- Gilbert Elementary
Former town manager delivers donations to GPS schools
On a cool fall morning outside Gilbert Elementary, George Pettit is unloading boxes of dictionaries out of his vehicle. The former town manager is delivering donations on behalf of the Gilbert Rotary Club. For the 14th year, the organization is giving away free dictionaries to third grade students. More than 2,000 copies are going to students at Gilbert Public Schools.
“The enthusiasm and gratefulness of the students makes the project worthwhile,” Pettit said.
The dictionaries include spellings and definitions, but they also have sections on American history, world geography, astronomy, sign language, and much more. Pettit says “learning is a lifelong opportunity” and the dictionaries can travel with students throughout their academic careers.
“When we first started this thing, I don’t think we realized the magnitude of how long people would use it,” Pettit said.

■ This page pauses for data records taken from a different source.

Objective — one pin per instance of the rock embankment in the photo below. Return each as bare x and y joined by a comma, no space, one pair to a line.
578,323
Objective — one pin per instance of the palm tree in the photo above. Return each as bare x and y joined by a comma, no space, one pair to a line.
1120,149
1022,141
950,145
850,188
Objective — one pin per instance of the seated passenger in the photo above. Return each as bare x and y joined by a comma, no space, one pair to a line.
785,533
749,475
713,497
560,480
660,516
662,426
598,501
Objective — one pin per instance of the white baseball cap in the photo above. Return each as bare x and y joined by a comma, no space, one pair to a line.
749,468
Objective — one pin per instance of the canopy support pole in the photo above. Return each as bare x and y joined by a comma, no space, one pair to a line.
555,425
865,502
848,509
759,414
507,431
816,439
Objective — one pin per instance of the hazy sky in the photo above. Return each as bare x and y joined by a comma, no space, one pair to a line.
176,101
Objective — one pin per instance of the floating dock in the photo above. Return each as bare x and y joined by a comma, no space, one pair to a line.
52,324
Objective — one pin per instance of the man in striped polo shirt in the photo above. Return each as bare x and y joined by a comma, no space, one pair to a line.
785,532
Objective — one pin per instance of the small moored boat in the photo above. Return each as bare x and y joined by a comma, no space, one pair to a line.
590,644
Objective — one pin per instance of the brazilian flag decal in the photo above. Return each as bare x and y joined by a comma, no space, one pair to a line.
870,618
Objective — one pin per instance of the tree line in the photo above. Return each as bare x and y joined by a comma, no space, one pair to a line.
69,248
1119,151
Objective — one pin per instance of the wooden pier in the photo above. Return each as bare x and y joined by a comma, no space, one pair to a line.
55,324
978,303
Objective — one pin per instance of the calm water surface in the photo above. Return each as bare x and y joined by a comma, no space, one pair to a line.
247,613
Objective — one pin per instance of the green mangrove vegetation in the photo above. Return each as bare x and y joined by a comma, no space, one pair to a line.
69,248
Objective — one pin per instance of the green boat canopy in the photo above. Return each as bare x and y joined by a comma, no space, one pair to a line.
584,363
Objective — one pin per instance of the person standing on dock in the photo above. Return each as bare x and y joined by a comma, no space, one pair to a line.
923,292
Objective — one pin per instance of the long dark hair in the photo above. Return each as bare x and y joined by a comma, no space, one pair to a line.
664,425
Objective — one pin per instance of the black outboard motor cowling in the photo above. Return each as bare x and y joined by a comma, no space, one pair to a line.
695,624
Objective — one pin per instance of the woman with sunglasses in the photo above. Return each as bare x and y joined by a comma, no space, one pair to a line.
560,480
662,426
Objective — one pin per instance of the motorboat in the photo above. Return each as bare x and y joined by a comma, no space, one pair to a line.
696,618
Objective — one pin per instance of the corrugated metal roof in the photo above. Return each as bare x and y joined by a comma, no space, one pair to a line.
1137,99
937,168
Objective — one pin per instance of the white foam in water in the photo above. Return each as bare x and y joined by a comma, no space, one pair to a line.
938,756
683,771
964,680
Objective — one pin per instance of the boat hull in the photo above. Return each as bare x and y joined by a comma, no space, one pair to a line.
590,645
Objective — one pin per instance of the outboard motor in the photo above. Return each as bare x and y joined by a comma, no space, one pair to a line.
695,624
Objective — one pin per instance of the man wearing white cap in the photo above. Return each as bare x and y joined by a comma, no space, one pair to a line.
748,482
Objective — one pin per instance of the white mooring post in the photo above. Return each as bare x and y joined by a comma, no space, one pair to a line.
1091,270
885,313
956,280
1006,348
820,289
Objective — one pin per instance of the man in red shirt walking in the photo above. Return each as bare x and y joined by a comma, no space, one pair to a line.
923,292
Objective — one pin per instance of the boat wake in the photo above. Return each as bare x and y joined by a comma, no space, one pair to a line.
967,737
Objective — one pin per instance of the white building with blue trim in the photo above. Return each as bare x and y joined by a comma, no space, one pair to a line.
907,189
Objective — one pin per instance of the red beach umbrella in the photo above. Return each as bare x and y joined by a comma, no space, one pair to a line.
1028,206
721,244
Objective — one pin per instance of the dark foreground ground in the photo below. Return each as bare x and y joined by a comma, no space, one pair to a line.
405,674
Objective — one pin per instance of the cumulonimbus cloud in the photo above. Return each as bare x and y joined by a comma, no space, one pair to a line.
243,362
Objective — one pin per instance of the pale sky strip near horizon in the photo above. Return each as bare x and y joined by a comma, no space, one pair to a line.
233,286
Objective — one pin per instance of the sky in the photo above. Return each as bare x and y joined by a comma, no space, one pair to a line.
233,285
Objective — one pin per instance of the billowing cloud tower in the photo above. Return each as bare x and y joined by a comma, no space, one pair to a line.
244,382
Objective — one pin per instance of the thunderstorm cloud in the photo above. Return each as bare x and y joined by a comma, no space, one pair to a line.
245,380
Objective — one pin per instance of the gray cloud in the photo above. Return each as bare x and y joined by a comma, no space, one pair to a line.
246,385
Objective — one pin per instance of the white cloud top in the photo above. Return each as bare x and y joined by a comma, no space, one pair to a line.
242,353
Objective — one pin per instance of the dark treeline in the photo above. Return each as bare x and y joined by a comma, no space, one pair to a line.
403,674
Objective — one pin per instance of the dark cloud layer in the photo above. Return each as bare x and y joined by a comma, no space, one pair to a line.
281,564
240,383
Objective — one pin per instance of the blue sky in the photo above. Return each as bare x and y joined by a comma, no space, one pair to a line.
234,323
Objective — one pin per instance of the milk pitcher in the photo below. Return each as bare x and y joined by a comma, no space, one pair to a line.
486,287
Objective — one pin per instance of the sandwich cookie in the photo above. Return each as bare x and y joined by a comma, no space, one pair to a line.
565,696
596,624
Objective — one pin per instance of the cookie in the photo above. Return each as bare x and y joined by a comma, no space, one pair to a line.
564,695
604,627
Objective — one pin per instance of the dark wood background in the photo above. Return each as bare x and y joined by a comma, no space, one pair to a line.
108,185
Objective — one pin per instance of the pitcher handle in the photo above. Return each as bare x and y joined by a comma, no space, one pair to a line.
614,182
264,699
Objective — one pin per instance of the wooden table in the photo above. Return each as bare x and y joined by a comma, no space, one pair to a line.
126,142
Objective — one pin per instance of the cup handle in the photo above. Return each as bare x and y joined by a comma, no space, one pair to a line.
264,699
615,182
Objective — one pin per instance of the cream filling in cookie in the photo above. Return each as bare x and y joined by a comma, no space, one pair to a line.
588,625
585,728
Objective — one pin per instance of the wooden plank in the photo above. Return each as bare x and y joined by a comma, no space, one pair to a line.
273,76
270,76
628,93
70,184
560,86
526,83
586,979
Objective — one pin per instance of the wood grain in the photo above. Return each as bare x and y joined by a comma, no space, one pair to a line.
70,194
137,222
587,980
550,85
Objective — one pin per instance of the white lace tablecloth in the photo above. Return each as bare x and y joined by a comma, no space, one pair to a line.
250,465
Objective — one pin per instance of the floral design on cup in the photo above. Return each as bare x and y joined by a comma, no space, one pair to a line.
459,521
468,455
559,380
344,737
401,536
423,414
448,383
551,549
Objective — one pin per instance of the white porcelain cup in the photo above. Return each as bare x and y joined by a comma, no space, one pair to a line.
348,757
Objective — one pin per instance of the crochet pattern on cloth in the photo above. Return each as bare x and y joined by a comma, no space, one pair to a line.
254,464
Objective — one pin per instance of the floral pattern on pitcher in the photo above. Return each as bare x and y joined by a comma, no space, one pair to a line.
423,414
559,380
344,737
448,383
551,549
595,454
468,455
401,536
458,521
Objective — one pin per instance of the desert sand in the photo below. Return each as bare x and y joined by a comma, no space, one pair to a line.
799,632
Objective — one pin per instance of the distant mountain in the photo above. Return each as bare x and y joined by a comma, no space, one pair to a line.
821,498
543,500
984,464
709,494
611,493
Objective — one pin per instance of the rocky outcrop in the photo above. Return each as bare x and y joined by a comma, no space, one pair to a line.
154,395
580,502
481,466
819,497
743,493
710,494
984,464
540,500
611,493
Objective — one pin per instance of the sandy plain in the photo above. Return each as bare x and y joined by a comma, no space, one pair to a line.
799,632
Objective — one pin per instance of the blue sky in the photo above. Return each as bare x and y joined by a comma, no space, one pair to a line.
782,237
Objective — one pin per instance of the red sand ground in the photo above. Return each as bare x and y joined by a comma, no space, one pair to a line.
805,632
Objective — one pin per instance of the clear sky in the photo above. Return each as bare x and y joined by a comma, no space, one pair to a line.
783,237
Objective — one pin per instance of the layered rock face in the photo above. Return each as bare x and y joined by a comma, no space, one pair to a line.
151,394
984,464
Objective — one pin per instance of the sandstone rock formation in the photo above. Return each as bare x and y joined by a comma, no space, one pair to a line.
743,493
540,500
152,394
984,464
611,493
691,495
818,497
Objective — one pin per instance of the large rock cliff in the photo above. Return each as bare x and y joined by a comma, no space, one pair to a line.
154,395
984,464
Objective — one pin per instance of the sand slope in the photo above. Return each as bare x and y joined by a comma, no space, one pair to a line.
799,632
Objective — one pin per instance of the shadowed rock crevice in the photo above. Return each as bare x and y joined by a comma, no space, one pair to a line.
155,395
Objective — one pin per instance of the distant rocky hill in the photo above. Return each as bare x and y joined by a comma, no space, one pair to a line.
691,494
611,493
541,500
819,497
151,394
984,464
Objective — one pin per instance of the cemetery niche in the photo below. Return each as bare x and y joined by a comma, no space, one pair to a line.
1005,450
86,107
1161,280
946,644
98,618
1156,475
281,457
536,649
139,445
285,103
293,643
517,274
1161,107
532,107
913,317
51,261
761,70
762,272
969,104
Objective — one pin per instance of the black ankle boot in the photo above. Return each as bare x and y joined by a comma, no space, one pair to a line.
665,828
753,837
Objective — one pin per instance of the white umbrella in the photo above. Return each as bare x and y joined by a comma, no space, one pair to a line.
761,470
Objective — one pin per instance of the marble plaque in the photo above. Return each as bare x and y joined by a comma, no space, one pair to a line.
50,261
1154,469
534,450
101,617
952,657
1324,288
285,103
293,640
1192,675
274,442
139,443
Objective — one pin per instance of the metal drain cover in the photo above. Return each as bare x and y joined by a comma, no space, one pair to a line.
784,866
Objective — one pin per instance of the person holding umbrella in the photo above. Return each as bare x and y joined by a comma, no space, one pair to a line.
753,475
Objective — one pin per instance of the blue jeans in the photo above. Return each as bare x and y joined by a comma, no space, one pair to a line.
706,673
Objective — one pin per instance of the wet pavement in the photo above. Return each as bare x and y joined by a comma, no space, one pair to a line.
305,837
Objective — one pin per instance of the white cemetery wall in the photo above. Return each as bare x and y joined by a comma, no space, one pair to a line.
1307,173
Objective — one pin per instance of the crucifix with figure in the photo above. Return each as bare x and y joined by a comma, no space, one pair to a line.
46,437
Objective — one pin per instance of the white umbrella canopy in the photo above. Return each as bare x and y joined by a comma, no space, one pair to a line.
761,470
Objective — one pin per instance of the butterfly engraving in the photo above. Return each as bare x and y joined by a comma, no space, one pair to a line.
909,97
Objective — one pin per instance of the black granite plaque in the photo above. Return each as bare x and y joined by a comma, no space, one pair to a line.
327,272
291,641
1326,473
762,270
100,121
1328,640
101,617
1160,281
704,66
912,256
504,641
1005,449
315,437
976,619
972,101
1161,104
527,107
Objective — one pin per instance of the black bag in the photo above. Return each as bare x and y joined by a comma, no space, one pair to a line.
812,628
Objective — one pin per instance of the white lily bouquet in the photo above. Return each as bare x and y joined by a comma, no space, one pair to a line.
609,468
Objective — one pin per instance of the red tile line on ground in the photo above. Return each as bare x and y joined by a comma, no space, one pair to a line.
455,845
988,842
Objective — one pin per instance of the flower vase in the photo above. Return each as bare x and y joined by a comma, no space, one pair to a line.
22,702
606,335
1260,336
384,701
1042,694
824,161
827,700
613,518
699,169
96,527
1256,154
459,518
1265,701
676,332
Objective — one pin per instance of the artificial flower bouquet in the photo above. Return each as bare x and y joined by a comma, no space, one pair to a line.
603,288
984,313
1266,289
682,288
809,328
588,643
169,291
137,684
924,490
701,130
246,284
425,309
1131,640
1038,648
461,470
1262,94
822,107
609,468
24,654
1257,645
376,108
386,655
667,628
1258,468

The Gilbert Rotary Club was first chartered in 1984. Walter Delecki and Brad Barrett were among the early members. Both men have served as superintendents of Gilbert Public Schools. When Pettit first began working for the Town of Gilbert, he says many understood the success of the community was directly connected to the school district.
“We had to plan for the future. We always knew that Gilbert Public Schools was an important part in why people were living here,” Pettit said.
The dictionary donations are appreciated by students, teachers, and administrators. Justin Sremba is the principal of Gilbert Elementary. Sremba was there as Pettit delivered this year’s donations.
“Our students get so excited when they get their hands on the dictionaries. Our teachers are also grateful to be receiving such a valuable resource for the students to use. The dictionaries allow them to grow their vocabulary, and understand and remember words. This is something that students can utilize each year during the remainder of their elementary years,” Sremba said.
The Gilbert Rotary Club has donated more than 41,000 dictionaries to students over the past decade. Pettit says this is the longest-running service project for the organization.